About 15% of deaths worldwide from COVID-19 may be linked to long-term exposure to air pollution, according to a latest study. Researchers, including those from Max Planck Institute for Chemistry, Germany, found that in Europe the proportion of COVID-19 deaths linked to air pollution was about 19 per cent, in North America it was 17 per cent, […]
About 15% of deaths worldwide from COVID-19 may be linked to long-term exposure to air pollution, according to a latest study.
Researchers, including those from Max Planck Institute for Chemistry, Germany, found that in Europe the proportion of COVID-19 deaths linked to air pollution was about 19 per cent, in North America it was 17 per cent, and in East Asia about 27 per cent.
The study, published in the journal Cardiovascular Research, is the first to estimate the proportion of deaths from the coronavirus that could be attributed to the exacerbating effects of air pollution for every country in the world.
The team noted that these proportions are an estimate of the fraction of COVID-19 deaths that could be avoided if the population was exposed to lower counterfactual air pollution levels without fossil fuel-related and other anthropogenic, caused by humans — emissions.
However, the estimation does not reflect a direct cause-effect relationship between air pollution and COVID-19 deaths. Rather, it indicates the fact that in the absence of pollution, people with co-morbidities could have avoided the severity caused by the viral infection.

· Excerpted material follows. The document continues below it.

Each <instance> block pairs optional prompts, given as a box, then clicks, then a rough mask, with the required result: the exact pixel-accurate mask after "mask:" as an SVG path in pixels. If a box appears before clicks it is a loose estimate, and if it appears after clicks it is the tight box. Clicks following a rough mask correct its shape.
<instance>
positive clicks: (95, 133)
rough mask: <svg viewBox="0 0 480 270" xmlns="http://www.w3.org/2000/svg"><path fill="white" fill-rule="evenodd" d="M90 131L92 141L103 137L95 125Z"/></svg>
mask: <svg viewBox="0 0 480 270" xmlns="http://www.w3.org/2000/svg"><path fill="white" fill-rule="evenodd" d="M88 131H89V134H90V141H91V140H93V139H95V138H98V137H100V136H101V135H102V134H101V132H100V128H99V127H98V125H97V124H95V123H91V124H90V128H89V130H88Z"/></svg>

For their estimation, the researchers used epidemiological data available from previous studies on US and China and the SARS outbreak of 2003. They also included additional data from Italy. With this data set, the researchers compared another data set that comprises global exposure to air pollution caused by particulate matter 2.5 (particles having diameter of 2.5 microns).
The PM 2.5 air pollution dataset was from the satellite data of global exposure to PM 2.5, information of ground based networks for monitoring pollution. They then developed a model to estimate the fraction of COVID-19 deaths that could be attributed to long term exposure to PM2.5. The epidemiological data was collected till June.
Prof Jos Lelieveld of Max Planck Institute of Chemistry, Mainz, Germany, and a corresponding author of the study said, “Since the numbers of deaths from COVID-19 are increasing all the time, it’s not possible to give exact or final numbers of COVID-19 deaths per country that can be attributed to air pollution. However, as an example, in the UK there have been over 44,000 coronavirus deaths and we estimate that the fraction attributable to air pollution is 14%, meaning that more than 6,100 deaths could be attributed to air pollution. In the USA, more than 220,000 COVID deaths with a fraction of 18% yields about 40,000 deaths attributable to air pollution.”